The use of technology similarly distinguishes the Raiders’ new home. Around the facility’s 10 levels, there are 1,700 Wi-Fi access points, nearly 2,500 flat-screen TVs, 227 miles of cable (more than enough to stretch from the stadium’s Al Davis Way to the Grand Canyon) and the largest outdoor videoboard in the NFL. The Raiders, principally owned by the Davis family, also have a senior executive (vice president) dedicated exclusively to implementing and overseeing technology.
Meanwhile, a similar story is unfolding in Inglewood, Calif., on an even larger scale. That is where Rams owner Stan Kroenke has privately financed a $5 billion, eventual mixed-use development, which includes newly-opened SoFi Stadium as its centerpiece. The Rams are the third most valuable team in the NFL at $4.1 billion, despite ranking 26th in revenue last year while playing at the University of Southern California-controlled Los Angeles Memorial Coliseum.
The 298-acre project is the largest real estate development in Southern California. The team’s more than $4 billion valuation is conservative since elements of the project remain under construction. Once completed and business is normalized post-pandemic, it is feasible that the Rams could surpass the second-ranked New England Patriots, whose fair-market value is $4.97 billion. “I don’t know, from a valuations perspective, where the Rams are going to start and the project is going to stop and vice versa,” Rams chief operating officer Kevin Demoff said at another SporticoLive event on NFL franchise valuations.

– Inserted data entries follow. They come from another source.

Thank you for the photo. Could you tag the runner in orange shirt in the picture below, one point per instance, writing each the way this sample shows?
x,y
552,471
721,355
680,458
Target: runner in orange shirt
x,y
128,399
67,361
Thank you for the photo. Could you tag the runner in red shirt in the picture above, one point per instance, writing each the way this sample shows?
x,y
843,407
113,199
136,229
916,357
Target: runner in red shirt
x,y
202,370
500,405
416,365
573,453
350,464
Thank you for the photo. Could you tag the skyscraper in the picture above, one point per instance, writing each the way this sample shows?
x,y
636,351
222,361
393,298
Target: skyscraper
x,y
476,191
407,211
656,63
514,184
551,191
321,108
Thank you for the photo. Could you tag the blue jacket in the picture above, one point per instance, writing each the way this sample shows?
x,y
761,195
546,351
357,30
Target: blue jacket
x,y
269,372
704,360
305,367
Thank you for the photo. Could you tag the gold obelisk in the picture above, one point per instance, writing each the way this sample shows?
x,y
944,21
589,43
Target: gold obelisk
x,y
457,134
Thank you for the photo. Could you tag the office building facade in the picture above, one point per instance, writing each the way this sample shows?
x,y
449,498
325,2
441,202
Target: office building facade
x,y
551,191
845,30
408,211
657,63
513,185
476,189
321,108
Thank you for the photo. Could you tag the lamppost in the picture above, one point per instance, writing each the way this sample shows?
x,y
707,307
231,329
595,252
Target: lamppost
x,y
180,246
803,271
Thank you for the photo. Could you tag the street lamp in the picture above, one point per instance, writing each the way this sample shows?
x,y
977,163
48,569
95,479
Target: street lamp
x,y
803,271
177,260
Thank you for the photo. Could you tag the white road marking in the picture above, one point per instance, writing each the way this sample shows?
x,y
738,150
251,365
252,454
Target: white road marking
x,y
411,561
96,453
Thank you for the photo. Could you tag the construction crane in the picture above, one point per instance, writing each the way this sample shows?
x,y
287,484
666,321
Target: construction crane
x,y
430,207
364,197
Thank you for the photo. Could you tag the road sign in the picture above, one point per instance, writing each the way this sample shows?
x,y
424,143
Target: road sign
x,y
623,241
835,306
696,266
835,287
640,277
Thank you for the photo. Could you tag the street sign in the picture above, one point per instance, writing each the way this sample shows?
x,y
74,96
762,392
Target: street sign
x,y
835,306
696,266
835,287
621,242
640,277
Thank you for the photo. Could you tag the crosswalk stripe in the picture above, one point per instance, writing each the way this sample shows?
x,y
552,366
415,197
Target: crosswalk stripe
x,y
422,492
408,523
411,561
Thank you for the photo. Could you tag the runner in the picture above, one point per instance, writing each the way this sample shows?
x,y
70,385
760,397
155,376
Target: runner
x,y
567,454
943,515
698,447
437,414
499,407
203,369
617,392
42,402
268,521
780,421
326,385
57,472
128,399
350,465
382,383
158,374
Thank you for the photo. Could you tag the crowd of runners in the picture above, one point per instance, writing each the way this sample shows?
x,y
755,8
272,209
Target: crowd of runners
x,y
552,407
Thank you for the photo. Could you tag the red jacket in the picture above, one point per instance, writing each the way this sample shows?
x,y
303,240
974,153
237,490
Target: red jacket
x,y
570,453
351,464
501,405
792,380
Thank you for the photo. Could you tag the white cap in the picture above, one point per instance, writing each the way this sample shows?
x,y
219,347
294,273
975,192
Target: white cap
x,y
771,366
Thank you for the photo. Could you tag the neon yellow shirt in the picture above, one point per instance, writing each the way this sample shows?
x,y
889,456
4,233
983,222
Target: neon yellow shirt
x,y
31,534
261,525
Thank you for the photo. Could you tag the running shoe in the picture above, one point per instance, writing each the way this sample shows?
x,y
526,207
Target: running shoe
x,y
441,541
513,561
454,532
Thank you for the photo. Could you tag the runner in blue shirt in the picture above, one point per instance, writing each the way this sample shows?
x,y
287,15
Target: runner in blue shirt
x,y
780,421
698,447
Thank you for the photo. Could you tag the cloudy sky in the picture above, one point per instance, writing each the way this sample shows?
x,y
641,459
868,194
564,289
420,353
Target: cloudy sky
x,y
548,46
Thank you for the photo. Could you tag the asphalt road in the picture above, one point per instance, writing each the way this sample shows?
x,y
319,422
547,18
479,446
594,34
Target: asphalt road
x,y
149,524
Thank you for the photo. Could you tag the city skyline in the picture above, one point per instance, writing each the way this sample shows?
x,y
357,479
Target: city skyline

The Rams, too, turned to Legends, which implemented at SoFi Stadium what is likely the most robust technology platform of any sports venue. It includes a Google Cloud-based system across the entire development, integrated with systems from Cisco, Deloitte, and Samsung. “When it’s all said and done this network of technology partners interwoven together within each one of their areas of expertise, working on this overall technology platform, is innovative and is really unique,” said Mirhashemi, the Legends CEO.
There are practical benefits to these efforts from a P&L standpoint as well: stadium operators are able to store and analyze data from multiple streams, which feed directly into modeling to better forecast revenue by product category.
As tenants of the Rams-owned stadium, the Los Angeles Chargers share in sponsorship and naming rights revenue at SoFi, based on the terms of the Rams’ initial stadium and relocation proposal approved by the league. After receiving a boost from their new home, the Chargers have a fair-market value of $2.67 billion, ranking 22nd overall. As with the Raiders and Rams, this is disproportionate with team revenue; last season the Chargers ranked 31st in revenue at $390 million, ahead of only the Raiders.
Importantly, the terms of the team’s agreement with the Rams also has the effect of capping the Chargers’ upside. In other words, even if the Chargers were to become the toast of L.A., from a nuts-and-bolts valuations standpoint it is unlikely that they could eclipse the worth of their landlord, who assumed the risks of the stadium’s construction and maintenance—at least while the teams play under the same roof.
Nevertheless, much as with the Flamingo in Las Vegas years ago, for the Chargers who had been languishing in an outdated stadium, the deal to join the Rams in L.A. was in the end simply an offer they couldn’t refuse.